Observant l’évolution du jeu en Europe et fasciné par le développement du football total aux Pays-Bas, il décide de façonner la sélection selon les principes de l’occupation rationnelle de l’espace et de la structure systémique, malgré la cohabitation forcée des plus grandes stars dans le onze titulaire. Il va jusqu’à commettre le “sacrilège” de suggérer l’exclusion de Pelé de la composition de départ. Ce système porte pourtant ses fruits lors des qualifications, que le Brésil remporte haut la main pour accéder à la Coupe du Monde 1970 au Mexique. Mais la forte personnalité de Saldanha le conduit à s’opposer aux vedettes brésiliennes, et il est finalement remplacé par Mario Zagallo.

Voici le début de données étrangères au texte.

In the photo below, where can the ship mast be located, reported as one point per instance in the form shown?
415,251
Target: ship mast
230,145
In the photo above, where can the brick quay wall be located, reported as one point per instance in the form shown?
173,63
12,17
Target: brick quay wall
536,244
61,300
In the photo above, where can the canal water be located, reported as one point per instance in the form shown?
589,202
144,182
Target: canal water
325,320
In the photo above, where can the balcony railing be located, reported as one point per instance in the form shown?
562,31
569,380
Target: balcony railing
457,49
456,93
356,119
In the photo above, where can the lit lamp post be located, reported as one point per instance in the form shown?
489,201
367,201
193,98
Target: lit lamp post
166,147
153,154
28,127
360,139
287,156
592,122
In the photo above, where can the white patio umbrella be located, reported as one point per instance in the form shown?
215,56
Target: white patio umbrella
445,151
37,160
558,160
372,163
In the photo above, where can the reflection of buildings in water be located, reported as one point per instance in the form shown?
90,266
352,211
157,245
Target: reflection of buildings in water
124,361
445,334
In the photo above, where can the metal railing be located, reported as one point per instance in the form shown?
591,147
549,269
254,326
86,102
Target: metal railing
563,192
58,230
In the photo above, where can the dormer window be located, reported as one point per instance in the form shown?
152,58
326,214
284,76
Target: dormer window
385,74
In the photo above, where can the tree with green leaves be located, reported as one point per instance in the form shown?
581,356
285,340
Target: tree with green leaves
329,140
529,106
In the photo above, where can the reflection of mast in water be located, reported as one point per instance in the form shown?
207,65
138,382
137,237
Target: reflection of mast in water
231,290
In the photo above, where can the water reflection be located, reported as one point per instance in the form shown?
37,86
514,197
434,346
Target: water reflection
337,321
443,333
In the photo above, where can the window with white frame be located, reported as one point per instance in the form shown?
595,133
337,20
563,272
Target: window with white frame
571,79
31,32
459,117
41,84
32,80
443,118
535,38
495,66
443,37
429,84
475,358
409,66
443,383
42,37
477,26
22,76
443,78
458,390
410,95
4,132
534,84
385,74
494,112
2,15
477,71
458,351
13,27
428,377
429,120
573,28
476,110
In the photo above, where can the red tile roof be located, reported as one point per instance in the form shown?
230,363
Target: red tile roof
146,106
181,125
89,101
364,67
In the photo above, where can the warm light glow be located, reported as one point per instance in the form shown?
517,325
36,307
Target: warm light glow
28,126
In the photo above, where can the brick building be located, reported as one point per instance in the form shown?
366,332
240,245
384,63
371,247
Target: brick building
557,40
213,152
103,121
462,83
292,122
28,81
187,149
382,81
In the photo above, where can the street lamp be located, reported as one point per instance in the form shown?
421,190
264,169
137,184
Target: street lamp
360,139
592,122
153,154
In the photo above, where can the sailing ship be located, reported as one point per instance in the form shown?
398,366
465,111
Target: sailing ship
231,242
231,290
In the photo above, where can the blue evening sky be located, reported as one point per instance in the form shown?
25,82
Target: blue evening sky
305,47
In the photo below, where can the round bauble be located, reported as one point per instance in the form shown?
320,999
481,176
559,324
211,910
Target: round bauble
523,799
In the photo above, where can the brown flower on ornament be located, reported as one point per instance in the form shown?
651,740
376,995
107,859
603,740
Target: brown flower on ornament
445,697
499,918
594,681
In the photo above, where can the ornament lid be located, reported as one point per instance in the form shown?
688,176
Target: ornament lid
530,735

La prophétie footballistique de Saldanha ne se réalise pas au Mexique : l’altitude et les conditions atmosphériques empêchent le pressing haut, et c’est le jeu spontané de cette équipe qui laisse des monuments dans l’histoire du football, avec en apothéose la finale de l’Azteca face à l’Italie. Pourtant, sa vision trouve confirmation dans les années qui suivent.

Le Brésil, en rejetant la logique de Saldanha, paie au prix fort son refus des systèmes de jeu, s’obstinant dans l’inspiration et l’improvisation. Il perd peu à peu même la sympathie et l’adhésion de son propre peuple, qui condamne sans ménagement les sélections brésiliennes qui échouent. Ce climat n’est pas non plus favorable aux putschistes. Il faudra de très longues années au Brésil pour retrouver le sommet du football mondial — un retour qui ne se fera qu’après des défaites monumentales, vécues par certains comme la fin du football romantique, et par d’autres comme le passage à son ère moderne.

Après son passage à la tête de la sélection, Saldanha retourne au journalisme, laissant derrière lui des formules inoubliables, comme : « Le football brésilien est une chose qui se joue en musique. » En 1985, après la chute de la dictature, il est candidat du Parti Communiste du Brésil à la mairie de Rio de Janeiro.

Fumeur invétéré, il rend son dernier souffle à Rome, le 12 juillet 1990, quelques jours après la finale de la Coupe du Monde qu’il commentait pour la télévision brésilienne.